Comme j’en use, c’est vrai.

MARTIN.

C’est aussi ce que je veux dire. Mais nous… (George apporte de l’eau.)

GŒTZ, bas à George.

Va sur le chemin de Dachsbach, et couche-toi, l’oreille contre terre, pour écouter si tu n’entends point venir des chevaux, et reviens tout de suite.

(George sort.)
MARTIN.

Mais nous, quand nous avons bu et mangé, nous sommes justement le contraire de ce que nous devons être. Une digestion pénible met la tête à l’unisson de l’estomac, et, dans la langueur d’un lourd sommeil, se produisent des désirs qui deviennent aisément plus forts que nous.

GŒTZ.

Un verre, frère Martin, ne troublera pas votre sommeil.

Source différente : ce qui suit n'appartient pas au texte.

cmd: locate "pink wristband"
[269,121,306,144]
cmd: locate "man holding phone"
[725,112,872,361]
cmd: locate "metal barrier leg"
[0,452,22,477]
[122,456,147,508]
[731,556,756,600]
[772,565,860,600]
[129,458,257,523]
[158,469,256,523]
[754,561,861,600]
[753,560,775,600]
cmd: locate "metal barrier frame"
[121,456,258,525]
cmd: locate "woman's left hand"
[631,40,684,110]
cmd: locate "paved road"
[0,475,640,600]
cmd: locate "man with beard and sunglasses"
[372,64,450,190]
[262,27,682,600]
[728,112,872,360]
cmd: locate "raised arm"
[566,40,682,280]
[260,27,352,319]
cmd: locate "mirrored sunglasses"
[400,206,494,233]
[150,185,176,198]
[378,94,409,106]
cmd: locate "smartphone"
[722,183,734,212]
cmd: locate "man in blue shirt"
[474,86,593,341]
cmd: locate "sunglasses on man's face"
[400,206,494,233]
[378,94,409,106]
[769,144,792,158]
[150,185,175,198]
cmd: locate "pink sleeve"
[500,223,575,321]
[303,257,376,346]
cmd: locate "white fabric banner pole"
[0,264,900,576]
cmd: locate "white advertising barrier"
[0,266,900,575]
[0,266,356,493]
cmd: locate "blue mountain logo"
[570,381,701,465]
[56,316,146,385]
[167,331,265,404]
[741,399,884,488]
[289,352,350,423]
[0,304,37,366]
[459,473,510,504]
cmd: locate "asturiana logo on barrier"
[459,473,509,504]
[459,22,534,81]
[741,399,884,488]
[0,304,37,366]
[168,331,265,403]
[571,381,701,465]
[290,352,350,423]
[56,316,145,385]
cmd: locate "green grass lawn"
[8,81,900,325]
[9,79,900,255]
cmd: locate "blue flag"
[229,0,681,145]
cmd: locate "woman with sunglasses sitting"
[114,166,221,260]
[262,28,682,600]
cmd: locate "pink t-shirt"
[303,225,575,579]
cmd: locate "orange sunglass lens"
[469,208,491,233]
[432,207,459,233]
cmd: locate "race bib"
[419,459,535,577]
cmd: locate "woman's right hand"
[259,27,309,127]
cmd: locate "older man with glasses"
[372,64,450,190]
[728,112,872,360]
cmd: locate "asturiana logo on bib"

Vous avez beaucoup marché aujourd’hui. (Il lui offre à boire.) À tous les guerriers !

MARTIN.

Dieu vous entende ! (Ils trinquent.) Je ne puis souffrir les gens paresseux, et pourtant je ne puis dire que tous les moines le soient : ils font ce qu’ils peuvent. Je viens de Saint-Guy, où j’ai couché la nuit passée. Le prieur m’a conduit dans le jardin : c’est à présent leur atelier. D’admirables laitues, des choux à souhait, et surtout des choux-fleurs et des artichauts, comme on n’en voit pas en Europe !

GŒTZ.

Ce n’est donc pas votre affaire ? (Il se lève, cherche George et revient.)

MARTIN.

Ah ! je voudrais que Dieu m’eût fait jardinier ou forgeron ! Je pourrais être heureux. Mon couvent est à Erfurt en Saxe ; mon abbé m’aime : il sait que je ne puis rester en repos, et il m’envoie de côté et d’autre, où il y a quelque affaire à suivre. Je vais chez l’évêque de Constance.

GŒTZ.

Encore un coup !… Bon succès !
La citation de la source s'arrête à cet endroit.